Beweis, empirischer  Der große Dichter Su Dung Po liebte es, von Geistern zu erzählen; doch hatte er selber keinen je gesehen. Ein anderer namens Yüan Dschan hat eine Abhandlung geschrieben, daß es keine Geister gebe. Da kam eines Tages ein Gelehrter und begehrte ihn zu sehen.

„Seit alten Zeiten", fing er an, „gibt es wahre Geschichten von Göttern und Geistern. Wie kommt Ihr nur dazu, daß Ihr sie leugnet ?"

Da setzte ihm Yüan Dschan vernunftgemäß die Gründe auseinander, so daß ein weiterer Widerspruch nicht möglich war.

Da wurde der Gelehrte böse.

„Ich bin doch selbst ein Geist", sprach er.

Und ehe er ausgeredet, verwandelte er sich in einen Teufel mit grünem Angesicht und rotem Haar, erschrecklich anzusehen und fürchterlich. So sank er in die Erde und verschwand. - (chm)

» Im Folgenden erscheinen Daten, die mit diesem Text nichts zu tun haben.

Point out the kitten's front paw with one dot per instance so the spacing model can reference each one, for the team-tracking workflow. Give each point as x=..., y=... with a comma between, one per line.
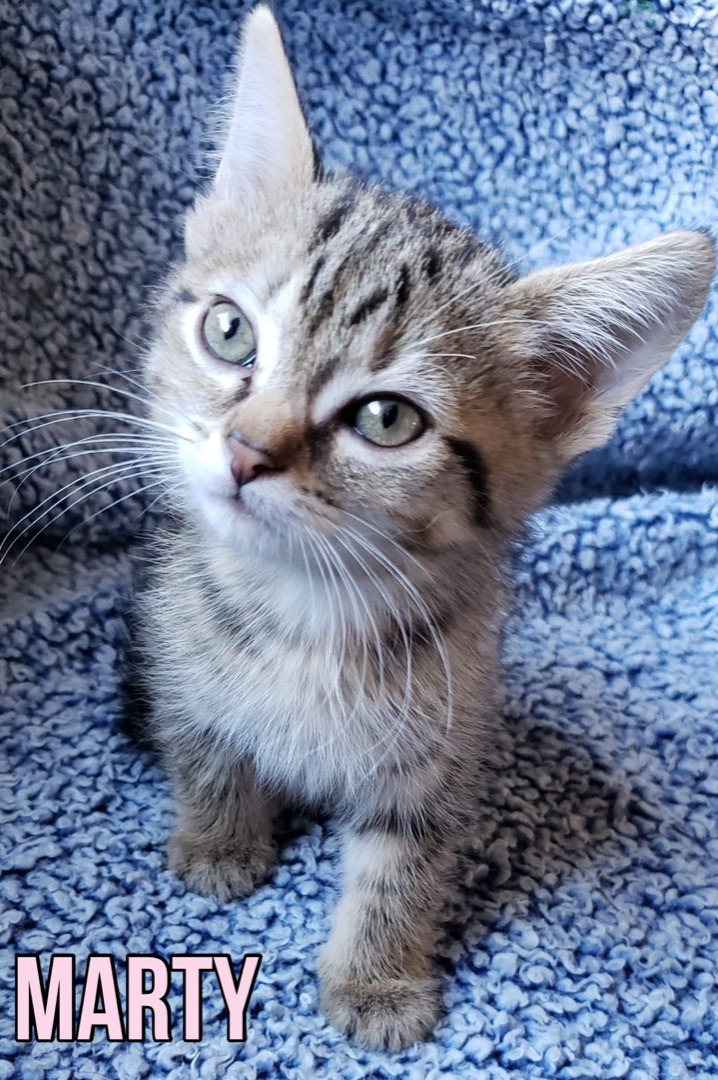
x=229, y=873
x=387, y=1014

Beweis, empirischer (2) »Ich weiß«, sagte der Mann, »wenn ich immer geradeaus gehe, komme ich an diesen Tisch zurück. «

»Das weiß ich«, sagte er, »aber das glaube ich nicht, und deshalb muß ich es ausprobieren.« »Ich werde geradeaus gehen«, rief der Mann, der weiter nichts zu tun hatte, denn wer nichts zu tun hat, kann geradesogut geradeaus gehen. Nun sind aber die einfachsten Dinge die schwersten. Vielleicht wußte das der Mann, aber er ließ sich nichts anmerken und kaufte sich einen Globus. Darauf zog er einen Strich von hier aus rund herum und zurück nach hier. Dann stand er vom Tisch auf, ging vor sein Haus, schaute in die Richtung, in die er gehen wollte, und sah da ein anderes Haus.

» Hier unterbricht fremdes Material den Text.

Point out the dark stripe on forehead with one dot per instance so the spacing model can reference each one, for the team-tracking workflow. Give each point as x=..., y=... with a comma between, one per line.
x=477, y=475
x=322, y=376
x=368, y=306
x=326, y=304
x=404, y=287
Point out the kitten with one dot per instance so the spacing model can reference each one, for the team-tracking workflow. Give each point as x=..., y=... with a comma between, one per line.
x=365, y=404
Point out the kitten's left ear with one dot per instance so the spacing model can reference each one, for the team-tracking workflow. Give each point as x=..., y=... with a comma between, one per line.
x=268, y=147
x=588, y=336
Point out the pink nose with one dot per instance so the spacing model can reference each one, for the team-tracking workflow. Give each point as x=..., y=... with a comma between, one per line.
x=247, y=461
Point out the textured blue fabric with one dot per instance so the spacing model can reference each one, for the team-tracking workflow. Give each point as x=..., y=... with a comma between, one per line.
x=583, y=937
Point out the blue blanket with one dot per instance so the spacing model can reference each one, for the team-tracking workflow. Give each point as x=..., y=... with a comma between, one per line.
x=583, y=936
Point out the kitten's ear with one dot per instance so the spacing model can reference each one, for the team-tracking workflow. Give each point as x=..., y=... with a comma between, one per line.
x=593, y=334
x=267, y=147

Sein Weg führte genau über dieses Haus, und er durfte nicht um es herum gehen, weil er dabei die Richtung hätte verlieren können. Deshalb konnte die Reise noch nicht beginnen. Er ging zurück an seinen Tisch, nahm ein Blatt Papier und schrieb darauf: »Ich brauche eine große Leiter.« Dann dachte er daran, daß hinter dem Haus der Wald beginnt, und einige Bäume standen mitten auf seinem geraden Weg, die mußte er überklettern, deshalb schrieb er auf sein Blatt: »Ich brauche ein Seil, ich brauche Klettereisen für die Füße.« Beim Klettern kann man sich verletzen. »Ich brauche eine Taschenapotheke«,  schrieb der Mann.   »Ich brauche einen Regenschutz, Bergschuhe  und  Wanderschuhe,   Stiefel   und Winterkleider und Sommerkleider. Ich brauche einen Wagen für die Leiter, das Seil und die Eisen, für Taschenapotheke, Bergschuhe, Wanderschuhe, Winterkleider, Sommerkleider.« Jetzt hatte er eigentlich alles; aber hinter dem Wald war der Fluß, darüber führte zwar eine Brücke, aber sie lag nicht auf seinem Weg.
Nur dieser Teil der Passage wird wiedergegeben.